Bucha and Irpin are Ukrainian suburban towns close to the capital Kyiv. An AFP report says that Bucha was captured by Russia two days after Russian president Vladimir Putin declared a ‘military operation’ in Ukraine. Ukrainian forces say that they have only captured the city on April 1 and on capturing the city they have found bodies of civilians strewn about on the streets of Bucha and some hurriedly buried with their hands and feets protruding from the makeshift graves.
A Reuters report says that its correspondents saw bodies lying on the streets of the town, which is 37kms from Kyiv. The correspondents reported that those bodies were strewn about a church in the suburban Ukrainian town. Hours later private satellite company Maxar released pictures of a 45-foot-long trench dug into the grounds of a Ukrainian church. The Reuters report could not verify whether the bodies and church shot by Maxar’s satellites were the same one their correspondents in Bucha visited.

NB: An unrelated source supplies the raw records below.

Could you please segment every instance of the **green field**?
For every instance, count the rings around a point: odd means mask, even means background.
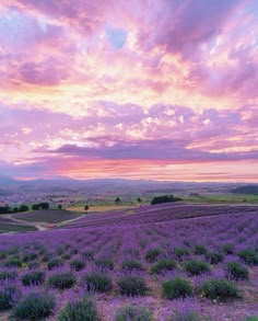
[[[194,203],[258,203],[258,195],[250,194],[213,194],[184,197],[185,202]]]

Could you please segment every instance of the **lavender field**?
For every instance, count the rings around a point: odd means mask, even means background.
[[[258,320],[258,207],[140,207],[2,234],[0,266],[0,320]]]

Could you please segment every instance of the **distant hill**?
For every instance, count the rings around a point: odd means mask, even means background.
[[[246,185],[246,186],[238,186],[231,190],[234,194],[251,194],[258,195],[258,185]]]

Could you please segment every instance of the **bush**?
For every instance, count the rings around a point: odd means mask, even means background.
[[[188,256],[189,255],[189,251],[187,249],[184,249],[184,248],[177,248],[177,249],[175,249],[175,254],[181,261],[183,256]]]
[[[176,311],[175,316],[168,319],[168,321],[201,321],[200,317],[196,311]],[[203,320],[209,321],[210,319],[204,318]],[[210,320],[211,321],[211,320]]]
[[[161,255],[161,253],[162,253],[162,250],[159,248],[150,249],[146,251],[145,260],[148,262],[154,262],[157,259],[157,256]]]
[[[222,247],[222,251],[228,255],[228,254],[233,254],[234,253],[234,245],[233,244],[224,244]]]
[[[0,272],[0,282],[1,280],[13,280],[17,276],[17,273],[14,271],[1,271]]]
[[[99,272],[91,272],[84,275],[82,282],[90,291],[107,293],[112,289],[110,276]]]
[[[50,276],[47,280],[47,286],[63,290],[73,287],[75,283],[75,276],[71,272],[63,272]]]
[[[32,293],[14,307],[12,320],[40,320],[52,314],[55,297],[49,294]]]
[[[121,268],[126,270],[126,271],[133,271],[133,270],[141,271],[141,270],[143,270],[143,266],[142,266],[142,263],[140,261],[127,260],[127,261],[122,262]]]
[[[185,263],[185,270],[191,275],[200,275],[210,271],[209,265],[206,262],[190,260]]]
[[[206,297],[215,300],[225,300],[238,296],[237,287],[226,279],[214,278],[202,284],[201,289]]]
[[[114,263],[110,259],[107,257],[99,257],[96,259],[95,261],[96,266],[101,267],[101,268],[109,268],[109,270],[114,270]]]
[[[176,277],[162,284],[163,296],[166,299],[186,298],[192,295],[192,286],[189,280]]]
[[[207,252],[206,260],[210,262],[210,264],[218,264],[224,260],[224,255],[219,252]]]
[[[26,253],[23,255],[23,262],[30,262],[30,261],[34,261],[38,257],[38,254],[35,252],[32,253]]]
[[[19,300],[21,293],[16,287],[9,286],[0,290],[0,311],[11,309]]]
[[[163,259],[159,261],[156,264],[152,265],[151,274],[159,274],[162,271],[172,271],[176,267],[176,263],[172,259]]]
[[[206,253],[207,253],[207,249],[203,245],[196,245],[196,248],[195,248],[196,255],[202,255]]]
[[[118,310],[116,321],[152,321],[152,314],[142,307],[127,306]]]
[[[60,267],[62,265],[63,265],[63,261],[62,260],[60,260],[60,259],[52,259],[51,261],[48,262],[47,268],[51,271],[51,270],[54,270],[56,267]]]
[[[178,200],[183,200],[183,199],[180,197],[175,197],[174,195],[155,196],[152,199],[151,205],[162,204],[167,202],[178,202]]]
[[[11,257],[4,262],[5,267],[22,267],[22,261],[17,257]]]
[[[38,263],[38,262],[30,262],[30,263],[27,264],[27,267],[28,267],[30,270],[37,268],[37,267],[39,267],[39,263]]]
[[[82,257],[84,260],[93,260],[94,259],[94,252],[92,250],[86,250],[82,253]]]
[[[72,255],[70,253],[64,253],[61,255],[62,261],[70,260],[71,257],[72,257]]]
[[[237,255],[248,265],[258,265],[258,253],[255,250],[246,249],[238,252]]]
[[[45,280],[45,273],[42,271],[34,271],[23,275],[22,284],[24,286],[40,285]]]
[[[119,293],[127,296],[144,296],[148,287],[144,278],[140,276],[122,276],[117,282]]]
[[[96,303],[85,296],[82,301],[69,302],[61,310],[59,321],[97,321]]]
[[[231,262],[226,265],[226,275],[232,279],[248,279],[248,270],[237,262]]]
[[[81,271],[85,267],[85,263],[82,260],[79,259],[74,259],[71,263],[70,263],[71,268],[78,271]]]
[[[52,252],[46,252],[46,251],[44,251],[43,254],[44,254],[43,262],[49,262],[49,260],[51,260],[52,256],[54,256],[54,253]]]

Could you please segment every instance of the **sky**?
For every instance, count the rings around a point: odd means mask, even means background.
[[[0,175],[258,182],[257,0],[1,0]]]

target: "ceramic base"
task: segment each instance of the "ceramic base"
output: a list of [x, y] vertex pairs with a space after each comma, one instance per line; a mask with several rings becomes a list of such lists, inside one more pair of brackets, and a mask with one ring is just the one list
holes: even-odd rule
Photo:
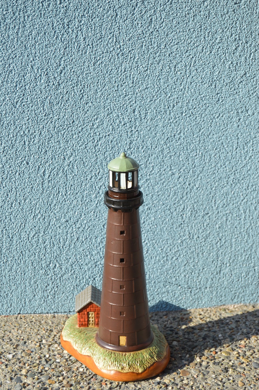
[[[106, 379], [118, 381], [120, 382], [139, 381], [142, 379], [146, 379], [152, 376], [157, 375], [163, 371], [166, 367], [170, 359], [170, 349], [168, 346], [166, 349], [166, 356], [160, 361], [157, 362], [148, 367], [142, 372], [121, 372], [116, 370], [108, 370], [102, 369], [98, 367], [93, 359], [86, 355], [79, 353], [72, 346], [69, 341], [64, 340], [62, 336], [60, 336], [61, 345], [63, 348], [67, 351], [72, 356], [79, 360], [81, 363], [86, 366], [90, 370]], [[120, 352], [117, 352], [120, 353]]]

Speaking to the Economist, General Sir Richard Barrons said that the atrocities show that the Russian soldiers who were stationed in Bucha reveal a failure in leadership and a loss of morale. He said that these acts will be counterproductive and reduce the space for dialogue, paving way for more military support from the West for Ukraine.
Bucha has again cast a blow to the peace talks between Ukrainian and Russian delegations. Russian state media RT.com said that Russia will convene an extraordinary meeting of the UN Security Council over the incident. Russia put the blame on Ukrainian radicals and said that the event was staged to force the Western media to claim that Russia was committing war crimes.
French president Emmanuel Macron, Polish president Mateusz Morawiecki and United Nations secretary-general António Guterres all voiced their protests. Macron even said ‘the Russian forces will have to answer for their crimes’. Others have called for an independent inquiry.
Serhiy Kaplishny, a coroner in Bucha, who spoke to news agency the New York Times, said that his team collected more than 100 bodies during and after the fighting and the Russian occupation. Kaplishny told the news agency that he arranged for a local backhoe operator to dig a mass grave in the yard of an Orthodox church, according to the NYT report. He said that the morgue was intolerable and more so because of no electricity and refrigeration. It remains unclear if these three western media outlets visited the same churchyard where bodies lay, hastily buried, with legs, arms and fingers protruding out of the mud.
Russian forces also suffered during the attack in Bucha. Station Street, a part of the suburban city, was littered with destroyed Russian tanks and armored vehicles. Beside them lay Russian soldiers who died after coming under a drone attack.